NOUVEAU TISSU LOCAL. Des outils et
applications Internet permettant de relier des intérêts similaires entre
individus du monde entier, il en existe depuis la création d'internet. Pensons
aux newsgroups, aux forums de discussion, aux sites de « tchat », à Skype, sans
oublier «Second Life». Ce qu’a raté ce dernier, Facebook l’a réussi: créer un
réseau démocratique, gratuit et extrêmement populaire au sein des régions et des
identités locales. Prenons le cas de la Gruyère. Nous sommes plusieurs milliers
de membres de tous âges. a preuve, mes parents, âgés de 86 et 93 ans, s’y s’y
ont mis, ce qui leur permet de suivre jour après jour la vie et les activités de
leurs enfants et petits enfants! Ce tissu social régional ne revêt pas de
caractère d’isolement physique. Au contraire, les nombreux échanges stimulent à
la rencontre, à la visite d’une manifestation locale, à l’ouverture d’un nouveau
lieu de rencontres, à un événement culturel. Cette communauté n’est pas
seulement constituée de personnes physiques, mais aussi d’entreprises et
organisations, tout comme de fans clubs. Certains l’ont bien compris. Le Gruyère
AOC comprend aujourd’hui 1629 fans , les Francomanias 944 membres, la Ville de
Bulle 1313 membres.
ABUS DES FONCTIONNAIRES. Depuis que
Facebook est devenu populaire, les machines à café fonctionnent au ralenti dans
les bureaux de nos administrations cantonales et fédérales, car des millions
d’heures payées par nos impôts sont gaspillées pour satisfaire des distractions
purement privées. Se la couler douce au bureau devant Facebook, c’est de
l’histoire ancienne pour la plupart des fonctionnaires fédéraux depuis la
semaine passée. Les accès à Facebook des collaborateurs de six des sept
départements (le DFAE fait exception) et de la Chancellerie fédérale ont été
bloqués. Idem pour les employés des cantons de Fribourg, de Neuchâtel, du
Valais, de Thurgovie et de Zurich, de la Poste et des CFF. Dans l’économie
privée, actuellement sous forte pression, les abus semblent moins fréquents, les
règles d’éthique internes suffisant dans la plupart des cas.

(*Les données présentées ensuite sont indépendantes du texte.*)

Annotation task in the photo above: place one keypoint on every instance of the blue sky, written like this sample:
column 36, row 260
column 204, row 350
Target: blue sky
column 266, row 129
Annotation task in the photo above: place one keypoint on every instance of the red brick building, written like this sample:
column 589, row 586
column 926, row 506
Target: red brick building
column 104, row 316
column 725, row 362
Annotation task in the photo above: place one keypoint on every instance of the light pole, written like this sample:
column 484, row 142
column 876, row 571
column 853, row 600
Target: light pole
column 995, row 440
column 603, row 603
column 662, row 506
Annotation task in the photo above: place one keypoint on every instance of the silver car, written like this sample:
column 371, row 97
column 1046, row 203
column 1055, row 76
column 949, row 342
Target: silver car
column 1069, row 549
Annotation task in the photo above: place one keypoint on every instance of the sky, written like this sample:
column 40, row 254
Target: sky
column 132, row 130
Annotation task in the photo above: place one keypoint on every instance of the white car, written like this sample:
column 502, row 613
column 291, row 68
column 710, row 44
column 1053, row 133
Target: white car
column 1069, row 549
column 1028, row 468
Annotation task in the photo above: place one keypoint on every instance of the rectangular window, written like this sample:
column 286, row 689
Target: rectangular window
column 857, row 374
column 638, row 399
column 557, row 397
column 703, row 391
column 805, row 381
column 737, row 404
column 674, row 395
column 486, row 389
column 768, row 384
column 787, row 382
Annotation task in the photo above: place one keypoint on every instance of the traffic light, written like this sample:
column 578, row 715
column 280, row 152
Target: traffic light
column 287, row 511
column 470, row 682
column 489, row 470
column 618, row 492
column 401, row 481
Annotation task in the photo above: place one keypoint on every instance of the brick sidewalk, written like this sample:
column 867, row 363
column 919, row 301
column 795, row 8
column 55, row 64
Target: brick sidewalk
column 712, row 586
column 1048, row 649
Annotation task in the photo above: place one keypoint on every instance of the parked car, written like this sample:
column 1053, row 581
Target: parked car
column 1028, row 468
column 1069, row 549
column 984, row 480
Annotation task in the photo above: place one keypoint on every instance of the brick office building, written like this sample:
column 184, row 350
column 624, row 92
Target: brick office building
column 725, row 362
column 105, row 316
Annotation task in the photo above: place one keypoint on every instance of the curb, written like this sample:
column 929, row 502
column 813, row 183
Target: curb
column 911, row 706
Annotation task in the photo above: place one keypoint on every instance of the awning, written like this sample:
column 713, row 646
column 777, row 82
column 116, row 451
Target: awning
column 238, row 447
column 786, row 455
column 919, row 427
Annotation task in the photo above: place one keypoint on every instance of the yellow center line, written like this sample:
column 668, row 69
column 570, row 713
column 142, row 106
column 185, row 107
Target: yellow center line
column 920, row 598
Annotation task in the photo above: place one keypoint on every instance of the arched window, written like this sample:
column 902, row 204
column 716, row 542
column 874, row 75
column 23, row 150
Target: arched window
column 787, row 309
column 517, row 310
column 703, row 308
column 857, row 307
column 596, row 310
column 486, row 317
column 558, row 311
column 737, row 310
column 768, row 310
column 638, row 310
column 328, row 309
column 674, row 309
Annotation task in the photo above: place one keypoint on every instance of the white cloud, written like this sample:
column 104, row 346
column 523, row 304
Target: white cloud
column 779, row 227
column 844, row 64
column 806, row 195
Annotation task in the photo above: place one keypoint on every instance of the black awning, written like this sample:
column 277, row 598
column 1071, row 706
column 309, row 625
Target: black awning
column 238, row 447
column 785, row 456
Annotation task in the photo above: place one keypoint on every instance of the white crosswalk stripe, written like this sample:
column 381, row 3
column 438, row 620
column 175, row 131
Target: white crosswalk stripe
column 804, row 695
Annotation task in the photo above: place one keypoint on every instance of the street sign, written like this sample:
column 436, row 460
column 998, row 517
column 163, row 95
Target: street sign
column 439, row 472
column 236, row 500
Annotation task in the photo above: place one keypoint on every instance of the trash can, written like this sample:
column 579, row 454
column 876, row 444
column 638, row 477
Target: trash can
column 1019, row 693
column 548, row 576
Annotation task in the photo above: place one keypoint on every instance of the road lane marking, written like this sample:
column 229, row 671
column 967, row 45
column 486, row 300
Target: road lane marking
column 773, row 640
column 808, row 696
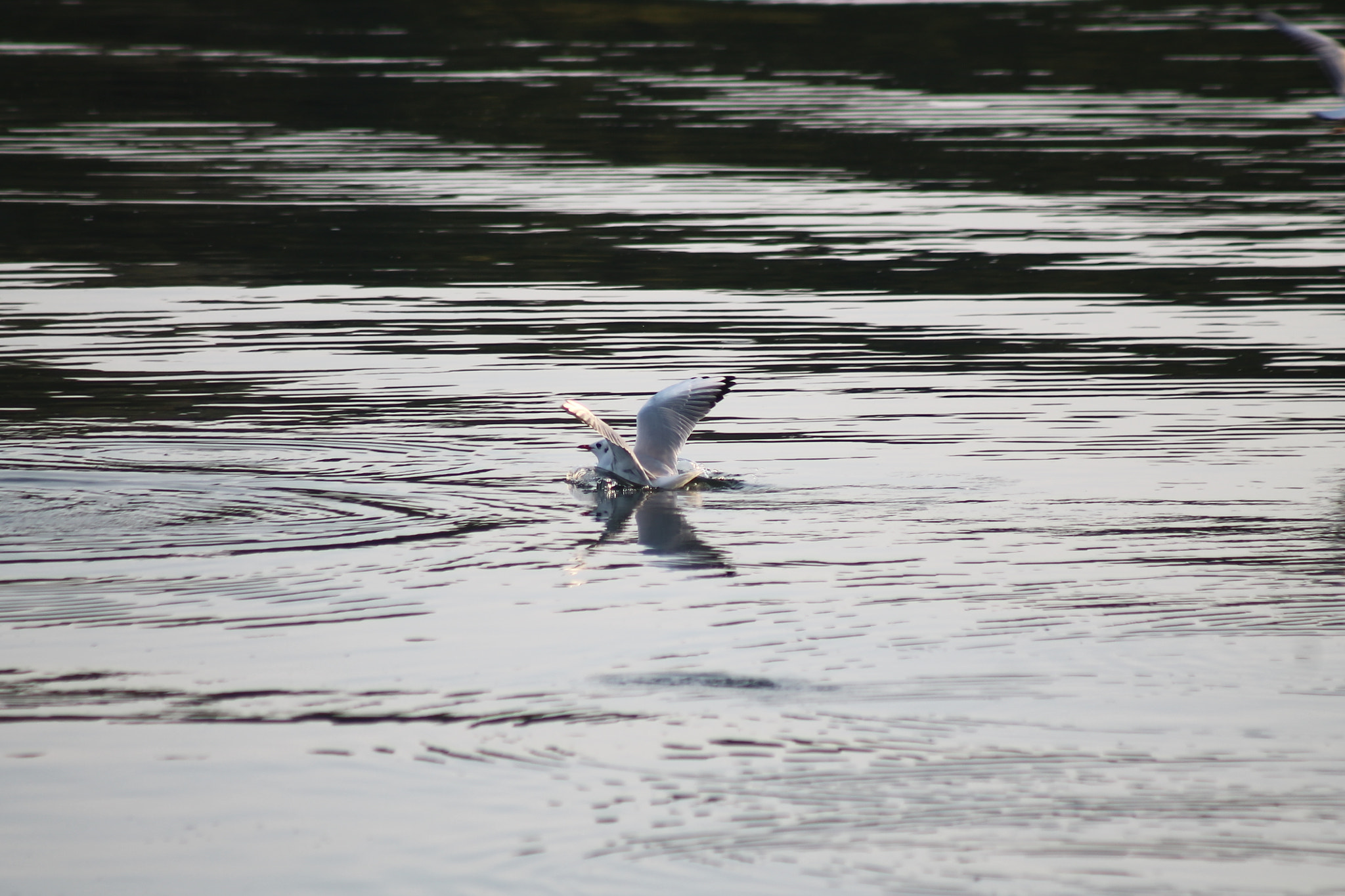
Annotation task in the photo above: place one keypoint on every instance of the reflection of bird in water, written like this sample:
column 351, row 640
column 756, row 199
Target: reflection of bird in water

QUELQUES RÈGLES. Comme dans toute
société, un certain nombre de règles doive être respectées si l'on veut
préserver son image. Il ne faut pas dire, faire et publier n'importe quoi et
n’importe quand. Le but n'est pas non plus d'avoir le plus d'amis possibles,
mais de les choisir comme on le fait dans la vie pratique. On peut toujours
supprimer (virtuellement, il s'entend !) les faux amis et les trop bavards. On
n'écrit pas sur le «mur» un commentaire qu'on voudrait adresser personnellement.
On ne publie pas une photo qui peut compromettre un ami (comme une fin de soirée
bien arrosée) en créant un lien entre le visage de votre ami et leur propre
compte. Finalement, on agit en adulte responsable, comme de vrai.